Local and regional authorities have an important role in promoting cooperation and twinning programmes with their counterparts in the countries of origin. They also have an important acquis in the field of decentralised cooperation, which should be taken account of in the development of European migration policy. The Committee of the Regions calls on the European Commission to contribute to finding practical solutions to the questions of the management of Europe’s southern border and encourages local and regional actors to make full use of the funds available to them in this respect.
Just a few years ago, there was much talk of “Fortress Europe” and the need to defend Europeans from waves of migration. Then we woke up to the fact that our declining birth rates and growing life expectancy were leading to a dramatic shrinking of our working age populations and creating a heavy burden on our social welfare systems.
Suddenly we felt the need for a steady influx of migrants. We have also realised that our fellow Europeans will benefit best if, instead of closing in, Europe will stretch a helping hand and share its values and democratic experience with its neighbours in Asia and the southern Mediterranean.
The Council of Europe has been involved in the Euromed project since its inception and has launched other campaigns against intolerance, xenophobia and racism. All these aimed to dismantle borders which up to a few decades ago divided the two shores.

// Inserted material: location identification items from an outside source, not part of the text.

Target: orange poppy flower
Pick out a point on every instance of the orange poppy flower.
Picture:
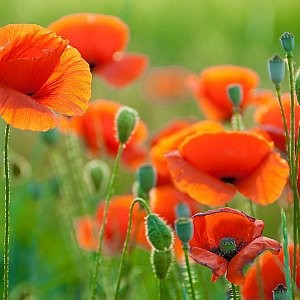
(271, 274)
(226, 240)
(166, 84)
(102, 40)
(270, 119)
(98, 130)
(165, 198)
(40, 74)
(211, 167)
(210, 89)
(171, 141)
(87, 228)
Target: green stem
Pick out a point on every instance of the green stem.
(108, 197)
(146, 207)
(188, 268)
(7, 214)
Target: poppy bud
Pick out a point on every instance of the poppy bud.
(146, 177)
(158, 233)
(161, 262)
(96, 174)
(184, 229)
(235, 94)
(126, 121)
(182, 211)
(276, 68)
(50, 137)
(280, 293)
(297, 85)
(287, 42)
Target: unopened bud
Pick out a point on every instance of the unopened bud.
(126, 121)
(161, 262)
(158, 233)
(276, 68)
(184, 229)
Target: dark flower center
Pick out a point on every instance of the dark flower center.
(228, 179)
(227, 248)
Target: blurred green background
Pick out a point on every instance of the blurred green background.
(193, 34)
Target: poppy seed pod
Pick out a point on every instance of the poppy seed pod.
(184, 229)
(158, 233)
(183, 211)
(280, 293)
(146, 177)
(126, 121)
(287, 42)
(161, 262)
(276, 68)
(235, 94)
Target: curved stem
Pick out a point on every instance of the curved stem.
(188, 268)
(7, 214)
(145, 205)
(108, 197)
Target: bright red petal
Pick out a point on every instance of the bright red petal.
(247, 255)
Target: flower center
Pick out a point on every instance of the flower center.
(227, 247)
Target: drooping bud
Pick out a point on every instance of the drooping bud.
(158, 233)
(96, 175)
(297, 86)
(280, 293)
(235, 94)
(126, 121)
(146, 177)
(287, 42)
(182, 211)
(161, 262)
(184, 229)
(50, 137)
(276, 68)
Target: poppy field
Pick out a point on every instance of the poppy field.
(150, 150)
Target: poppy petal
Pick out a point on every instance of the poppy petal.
(198, 185)
(247, 255)
(124, 69)
(67, 91)
(216, 263)
(266, 183)
(23, 112)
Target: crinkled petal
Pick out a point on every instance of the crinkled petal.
(198, 185)
(247, 255)
(216, 263)
(68, 90)
(23, 112)
(123, 70)
(266, 183)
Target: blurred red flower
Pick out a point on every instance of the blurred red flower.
(212, 166)
(102, 40)
(210, 89)
(271, 274)
(226, 240)
(40, 74)
(98, 131)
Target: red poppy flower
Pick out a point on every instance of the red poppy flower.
(210, 89)
(171, 140)
(226, 240)
(164, 200)
(166, 84)
(271, 274)
(97, 129)
(270, 119)
(40, 74)
(87, 228)
(211, 167)
(102, 40)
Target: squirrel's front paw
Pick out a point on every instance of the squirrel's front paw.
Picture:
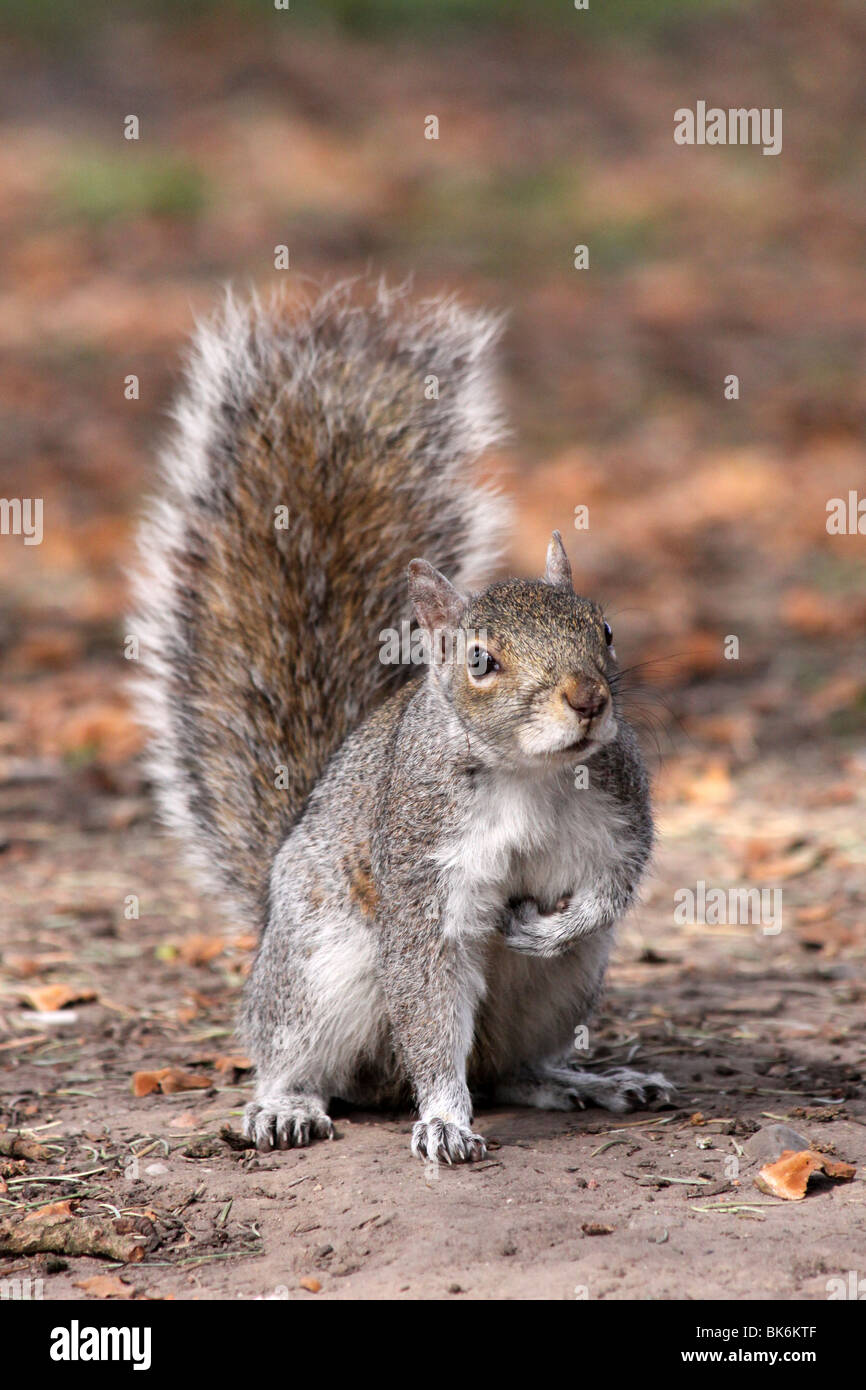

And this is where our cities come into play. Our cities have always been a tapestry of cultures, embroidered with cultural and commercial exchanges, examples of the co-existence of different ethnic and religious communities, enriching each other through shared experiences, discovering and getting to know each other as they rub shoulders within the city boundaries.
We would like to share our acquis in the field of local governance with our neighbours in the Arab world, and we invite you to become familiar with them and involved in applying them, and promoting values which they represent, on Arab soil. What we need today is to find a capacity for exchanges between European and Arab territorial communities living together in peace, a capacity for increasing their cooperation for development.

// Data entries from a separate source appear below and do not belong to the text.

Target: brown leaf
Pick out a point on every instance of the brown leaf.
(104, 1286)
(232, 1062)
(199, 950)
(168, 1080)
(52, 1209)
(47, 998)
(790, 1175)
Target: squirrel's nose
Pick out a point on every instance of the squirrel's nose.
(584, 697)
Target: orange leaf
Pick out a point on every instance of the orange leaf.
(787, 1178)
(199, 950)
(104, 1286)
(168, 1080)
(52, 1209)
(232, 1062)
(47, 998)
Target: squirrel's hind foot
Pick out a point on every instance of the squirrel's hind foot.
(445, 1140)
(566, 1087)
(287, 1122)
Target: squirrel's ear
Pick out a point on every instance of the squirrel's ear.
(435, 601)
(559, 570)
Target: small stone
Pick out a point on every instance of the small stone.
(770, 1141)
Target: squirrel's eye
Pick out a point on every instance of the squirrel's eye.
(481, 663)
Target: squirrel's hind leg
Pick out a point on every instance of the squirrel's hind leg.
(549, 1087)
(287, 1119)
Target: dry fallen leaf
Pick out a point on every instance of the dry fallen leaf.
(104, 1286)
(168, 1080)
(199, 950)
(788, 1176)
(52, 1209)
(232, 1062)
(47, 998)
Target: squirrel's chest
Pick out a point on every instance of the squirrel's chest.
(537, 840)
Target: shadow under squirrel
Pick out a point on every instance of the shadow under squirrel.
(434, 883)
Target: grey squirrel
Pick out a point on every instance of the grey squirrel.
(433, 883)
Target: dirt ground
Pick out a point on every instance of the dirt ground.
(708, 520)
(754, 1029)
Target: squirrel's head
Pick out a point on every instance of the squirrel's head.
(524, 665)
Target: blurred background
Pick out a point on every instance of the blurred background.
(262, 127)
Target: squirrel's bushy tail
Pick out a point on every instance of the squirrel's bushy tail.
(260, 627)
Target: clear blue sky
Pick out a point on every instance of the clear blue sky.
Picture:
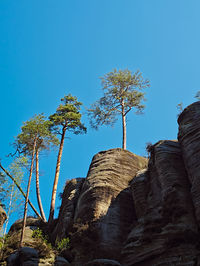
(51, 48)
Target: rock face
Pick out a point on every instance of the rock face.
(166, 232)
(131, 211)
(3, 217)
(105, 210)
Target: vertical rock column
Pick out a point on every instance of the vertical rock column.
(189, 138)
(105, 204)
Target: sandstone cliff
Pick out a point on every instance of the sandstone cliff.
(131, 211)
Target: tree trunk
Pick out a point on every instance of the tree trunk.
(20, 189)
(27, 194)
(124, 127)
(38, 186)
(54, 190)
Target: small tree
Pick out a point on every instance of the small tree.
(197, 95)
(122, 92)
(66, 118)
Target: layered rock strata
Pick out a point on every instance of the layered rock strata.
(189, 138)
(3, 217)
(105, 210)
(130, 214)
(166, 231)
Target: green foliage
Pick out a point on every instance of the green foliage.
(67, 116)
(38, 233)
(36, 128)
(197, 95)
(122, 92)
(3, 190)
(64, 243)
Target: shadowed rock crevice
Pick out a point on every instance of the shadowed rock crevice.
(131, 211)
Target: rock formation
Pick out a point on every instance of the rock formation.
(3, 217)
(131, 211)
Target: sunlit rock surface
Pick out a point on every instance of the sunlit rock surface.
(105, 210)
(166, 231)
(131, 211)
(3, 217)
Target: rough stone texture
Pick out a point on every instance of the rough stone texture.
(125, 213)
(103, 262)
(66, 214)
(60, 261)
(105, 210)
(31, 221)
(166, 231)
(189, 138)
(3, 217)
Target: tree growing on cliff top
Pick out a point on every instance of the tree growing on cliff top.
(122, 92)
(35, 135)
(66, 118)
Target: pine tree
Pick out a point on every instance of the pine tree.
(66, 118)
(122, 92)
(35, 136)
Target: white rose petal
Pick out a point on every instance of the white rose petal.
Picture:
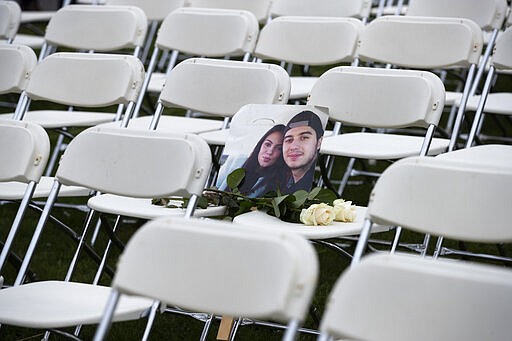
(344, 211)
(317, 214)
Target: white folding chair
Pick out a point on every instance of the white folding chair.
(306, 41)
(399, 296)
(215, 87)
(155, 12)
(431, 43)
(78, 79)
(89, 28)
(16, 64)
(260, 8)
(10, 16)
(493, 102)
(203, 32)
(25, 166)
(220, 253)
(359, 9)
(96, 28)
(396, 98)
(109, 160)
(310, 41)
(218, 87)
(488, 14)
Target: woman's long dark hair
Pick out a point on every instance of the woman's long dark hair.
(253, 171)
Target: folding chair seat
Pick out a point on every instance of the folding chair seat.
(492, 154)
(425, 43)
(359, 9)
(203, 32)
(218, 87)
(109, 160)
(155, 12)
(499, 103)
(281, 289)
(76, 79)
(215, 87)
(10, 16)
(398, 98)
(83, 27)
(260, 8)
(379, 296)
(312, 41)
(306, 41)
(488, 14)
(16, 64)
(388, 7)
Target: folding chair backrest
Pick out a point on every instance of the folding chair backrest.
(145, 164)
(221, 87)
(235, 271)
(421, 42)
(324, 8)
(309, 40)
(24, 150)
(100, 28)
(10, 17)
(397, 298)
(488, 14)
(405, 296)
(16, 65)
(501, 58)
(407, 194)
(154, 10)
(208, 32)
(85, 79)
(260, 8)
(396, 97)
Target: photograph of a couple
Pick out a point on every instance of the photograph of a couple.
(285, 153)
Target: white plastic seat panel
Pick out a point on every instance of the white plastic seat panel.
(337, 229)
(47, 305)
(219, 137)
(490, 154)
(496, 103)
(173, 124)
(156, 83)
(32, 41)
(57, 119)
(301, 87)
(34, 16)
(13, 190)
(379, 146)
(413, 294)
(452, 98)
(142, 208)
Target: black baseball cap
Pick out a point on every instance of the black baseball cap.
(306, 118)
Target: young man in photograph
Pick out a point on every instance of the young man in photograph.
(301, 143)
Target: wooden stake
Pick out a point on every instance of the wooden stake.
(226, 323)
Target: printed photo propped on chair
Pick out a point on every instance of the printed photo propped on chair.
(276, 145)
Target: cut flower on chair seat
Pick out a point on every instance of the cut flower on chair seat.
(318, 207)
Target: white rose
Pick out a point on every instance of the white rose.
(317, 214)
(344, 211)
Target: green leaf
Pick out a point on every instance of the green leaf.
(313, 193)
(277, 211)
(278, 200)
(326, 195)
(235, 178)
(300, 198)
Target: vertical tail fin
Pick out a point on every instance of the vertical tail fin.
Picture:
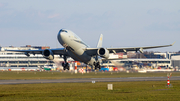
(100, 41)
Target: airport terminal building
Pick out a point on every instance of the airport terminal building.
(19, 59)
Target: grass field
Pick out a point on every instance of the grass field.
(65, 75)
(141, 90)
(145, 90)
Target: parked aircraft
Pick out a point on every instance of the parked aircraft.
(77, 49)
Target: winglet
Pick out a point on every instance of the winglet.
(100, 41)
(173, 43)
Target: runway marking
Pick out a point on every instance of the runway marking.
(82, 80)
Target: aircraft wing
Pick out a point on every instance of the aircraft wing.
(57, 51)
(93, 51)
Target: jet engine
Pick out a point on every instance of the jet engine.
(48, 54)
(102, 52)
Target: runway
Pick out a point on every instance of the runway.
(83, 80)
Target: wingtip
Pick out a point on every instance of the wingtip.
(173, 43)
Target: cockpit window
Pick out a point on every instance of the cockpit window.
(63, 30)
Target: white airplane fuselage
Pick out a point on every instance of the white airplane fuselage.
(74, 46)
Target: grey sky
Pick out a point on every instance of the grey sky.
(124, 23)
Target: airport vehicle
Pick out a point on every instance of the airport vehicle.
(75, 48)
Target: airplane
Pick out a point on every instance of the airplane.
(77, 49)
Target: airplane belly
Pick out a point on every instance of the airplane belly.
(80, 56)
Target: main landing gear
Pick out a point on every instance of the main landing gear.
(65, 64)
(97, 65)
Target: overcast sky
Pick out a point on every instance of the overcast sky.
(123, 23)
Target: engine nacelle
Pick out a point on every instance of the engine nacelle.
(103, 52)
(48, 54)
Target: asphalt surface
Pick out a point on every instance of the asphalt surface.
(130, 79)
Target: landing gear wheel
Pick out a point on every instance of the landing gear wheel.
(97, 65)
(65, 66)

In this regard, and speaking also as a Maltese politician, I was pleased to hear the proposal of French President Nicolas Sarkozy to create a “Mediterranean Union” – a proposal which should inspire us to join our efforts to find a way of putting this idea into practice.

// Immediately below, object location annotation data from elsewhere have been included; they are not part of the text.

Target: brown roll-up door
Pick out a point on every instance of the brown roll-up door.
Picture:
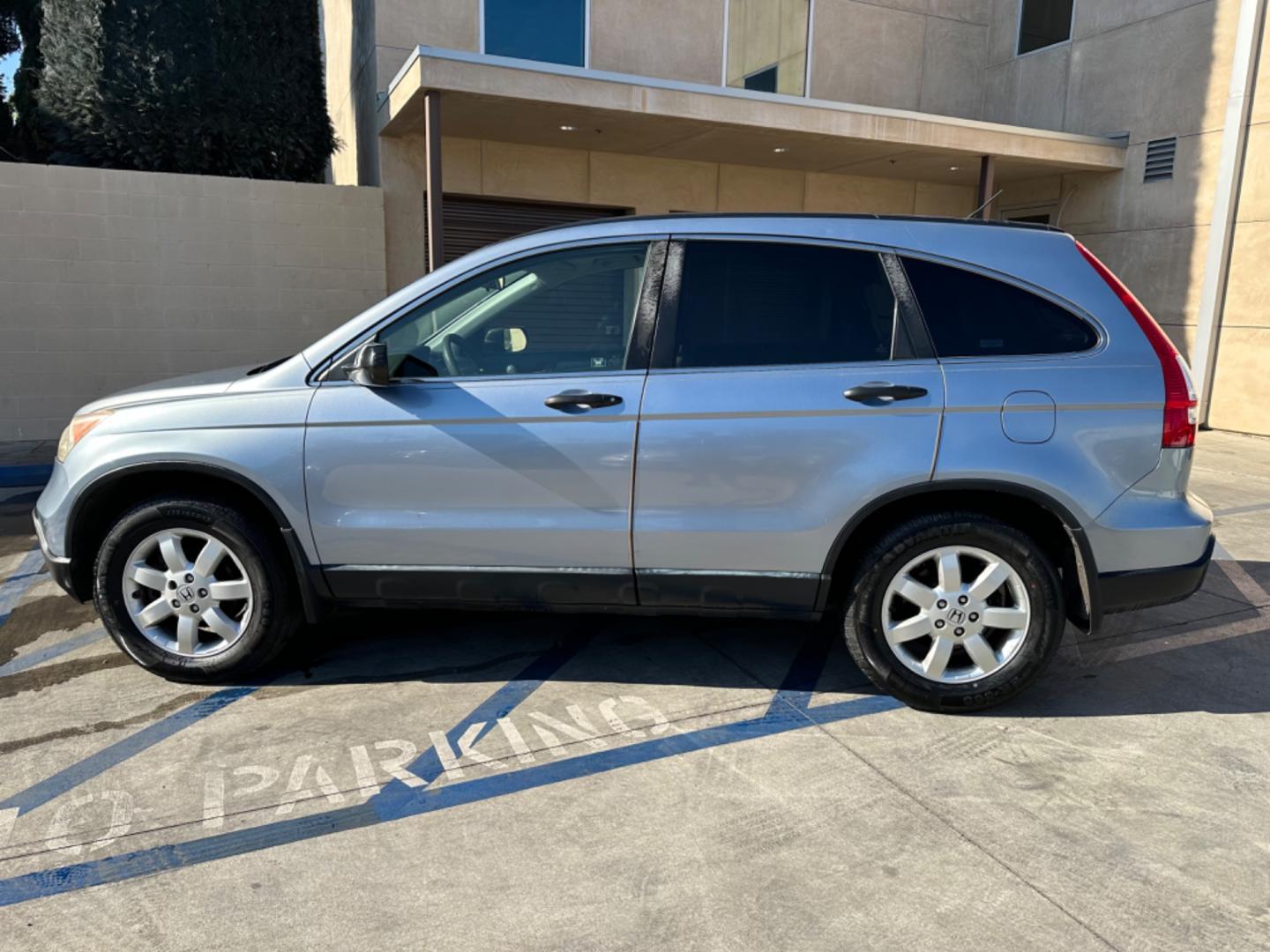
(474, 222)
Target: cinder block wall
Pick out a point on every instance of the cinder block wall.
(115, 279)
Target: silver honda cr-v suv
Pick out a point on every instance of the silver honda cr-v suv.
(957, 435)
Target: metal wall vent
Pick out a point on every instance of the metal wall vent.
(1160, 159)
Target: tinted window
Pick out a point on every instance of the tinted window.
(752, 303)
(1042, 23)
(551, 31)
(970, 315)
(562, 312)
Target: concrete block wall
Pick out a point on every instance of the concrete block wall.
(115, 279)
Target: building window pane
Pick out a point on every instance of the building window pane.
(767, 45)
(551, 31)
(1042, 23)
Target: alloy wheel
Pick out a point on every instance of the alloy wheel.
(955, 614)
(187, 591)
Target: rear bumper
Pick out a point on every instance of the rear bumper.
(1123, 591)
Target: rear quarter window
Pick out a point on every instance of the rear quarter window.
(972, 315)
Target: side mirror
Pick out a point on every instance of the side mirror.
(371, 366)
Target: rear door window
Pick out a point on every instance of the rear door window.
(752, 303)
(973, 315)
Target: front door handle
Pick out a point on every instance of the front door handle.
(582, 401)
(880, 390)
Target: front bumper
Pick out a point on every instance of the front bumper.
(1143, 588)
(58, 566)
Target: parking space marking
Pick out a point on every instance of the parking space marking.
(399, 801)
(26, 576)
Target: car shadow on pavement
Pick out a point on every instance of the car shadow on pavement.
(1212, 657)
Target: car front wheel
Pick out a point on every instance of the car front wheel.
(192, 591)
(955, 612)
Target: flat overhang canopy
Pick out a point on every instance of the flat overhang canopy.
(519, 100)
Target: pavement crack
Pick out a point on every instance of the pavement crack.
(81, 730)
(49, 674)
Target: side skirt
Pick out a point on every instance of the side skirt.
(660, 591)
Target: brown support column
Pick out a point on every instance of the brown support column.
(987, 187)
(432, 175)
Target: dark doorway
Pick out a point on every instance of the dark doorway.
(470, 224)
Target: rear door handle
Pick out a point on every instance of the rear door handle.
(582, 401)
(880, 390)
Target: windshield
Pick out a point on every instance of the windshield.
(556, 312)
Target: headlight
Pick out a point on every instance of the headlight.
(79, 428)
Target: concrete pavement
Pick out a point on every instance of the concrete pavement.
(498, 781)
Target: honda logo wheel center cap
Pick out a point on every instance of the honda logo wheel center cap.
(190, 593)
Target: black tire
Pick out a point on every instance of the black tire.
(274, 614)
(878, 660)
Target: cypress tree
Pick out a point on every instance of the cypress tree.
(202, 86)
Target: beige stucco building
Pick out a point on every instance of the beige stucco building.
(1133, 123)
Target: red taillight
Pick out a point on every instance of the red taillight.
(1180, 401)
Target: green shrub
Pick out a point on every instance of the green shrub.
(204, 86)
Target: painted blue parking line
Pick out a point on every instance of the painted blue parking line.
(399, 801)
(121, 750)
(34, 659)
(26, 576)
(13, 476)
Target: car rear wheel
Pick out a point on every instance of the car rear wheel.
(192, 591)
(955, 612)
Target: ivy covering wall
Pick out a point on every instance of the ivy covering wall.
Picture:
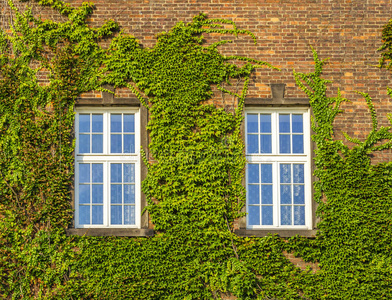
(193, 185)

Some of the detail still needs to be worked out and discussed within the European institutions, but this idea has already kindled considerable interest throughout the Mediterranean area. It illustrates the growing conviction in Europe that European construction cannot be achieved without the Mediterranean, and the Arab world in a larger sense. The fact that my country is a stepping stone between two shores of the same sea only strengthens my conviction that this Union is possible and that it is something worth striving for.
I believe that we have a good opportunity today to express our support for this proposal and convey it to the French Presidency of the European Union.
For its part, the Euro-Med Parliamentary Assembly should react, in my view, by setting up a permanent structure for local authorities, an assembly which could be modelled on the Council of Europe Congress of Local and Regional Authorities and in which the Congress could represent the European part. I offer these ideas as food for thought, which could be further discussed at this forum, to which I wish every success.